Russin, Jonathan J. MD*; Mack, William J. MD*; Carey, Joseph N. MD; Minneti, Michael BS, RRT; Giannotta, Steven L. MD*

doi: 10.1227/NEU.0b013e318266e7c6
Surgical Anatomy and Technique

BACKGROUND: Microsurgical vascular anastomosis techniques are technically challenging and used in only a narrow spectrum of neurosurgical procedures. Opportunities for instruction and application have become increasingly rare during standard neurosurgery residencies.

OBJECTIVE: To create a neurovascular simulation model that more closely approximates the clinical environment. This article describes a novel surgical model using vascular pressurization in a fresh cadaver to simulate an extracranial-to-intracranial bypass.

METHODS: Fresh cadavers were obtained according to the standard operating procedures of the University of Southern California Fresh Tissue Dissection Laboratory. The femoral vessels were cannulated and the entire cadaver pressurized. A high-flow bypass from the common carotid artery to the middle cerebral artery was performed using a radial artery graft.
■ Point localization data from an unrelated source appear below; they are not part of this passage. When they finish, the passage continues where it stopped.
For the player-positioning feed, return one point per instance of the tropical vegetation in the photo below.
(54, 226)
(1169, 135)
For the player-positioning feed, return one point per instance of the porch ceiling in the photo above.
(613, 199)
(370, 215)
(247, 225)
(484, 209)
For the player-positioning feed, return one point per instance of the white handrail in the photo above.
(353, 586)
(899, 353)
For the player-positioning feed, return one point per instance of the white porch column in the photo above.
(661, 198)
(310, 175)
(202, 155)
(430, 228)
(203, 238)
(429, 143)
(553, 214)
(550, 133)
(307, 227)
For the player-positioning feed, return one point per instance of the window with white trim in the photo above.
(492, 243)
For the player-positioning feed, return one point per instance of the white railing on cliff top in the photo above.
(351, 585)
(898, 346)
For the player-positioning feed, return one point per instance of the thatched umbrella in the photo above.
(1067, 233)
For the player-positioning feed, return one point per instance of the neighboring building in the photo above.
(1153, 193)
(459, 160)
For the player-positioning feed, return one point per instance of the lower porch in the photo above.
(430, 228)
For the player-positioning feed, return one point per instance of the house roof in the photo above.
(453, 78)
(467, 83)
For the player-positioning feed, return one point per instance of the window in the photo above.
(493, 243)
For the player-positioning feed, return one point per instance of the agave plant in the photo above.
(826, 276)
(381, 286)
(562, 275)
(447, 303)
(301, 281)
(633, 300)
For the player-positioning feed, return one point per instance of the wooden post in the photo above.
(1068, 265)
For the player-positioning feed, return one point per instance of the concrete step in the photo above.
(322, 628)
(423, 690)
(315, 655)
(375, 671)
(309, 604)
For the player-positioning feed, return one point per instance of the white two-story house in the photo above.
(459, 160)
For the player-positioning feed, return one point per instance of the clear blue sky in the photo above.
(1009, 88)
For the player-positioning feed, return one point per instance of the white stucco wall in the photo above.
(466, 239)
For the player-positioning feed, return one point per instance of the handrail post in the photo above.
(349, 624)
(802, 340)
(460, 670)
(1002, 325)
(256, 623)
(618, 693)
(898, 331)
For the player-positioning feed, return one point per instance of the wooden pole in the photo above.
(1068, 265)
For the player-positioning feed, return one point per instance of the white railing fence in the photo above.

RESULTS: This system has several advantages for neurosurgical simulation. The fresh tissue reproduces intraoperative haptics and anatomy. Extracranial-to-intracranial bypass is a physically demanding procedure and can become fatiguing and frustrating for beginners. This model more closely simulates clinical operative time and conditions. The surgeon is able to rehearse the steps and progression of the operation as opposed to simply focusing on the anastomosis. Surgeon positioning and microscope placement are often difficult for novices. By simulating the operating room conditions, these steps can be practiced, providing experience that can be directly translated to the clinical arena.

CONCLUSION: Despite the decrease in frequency, indications for bypass procedures still exist in neurosurgery. The fresh tissue pressurization model offers significant benefits when training neurosurgeons to perform these technically demanding procedures.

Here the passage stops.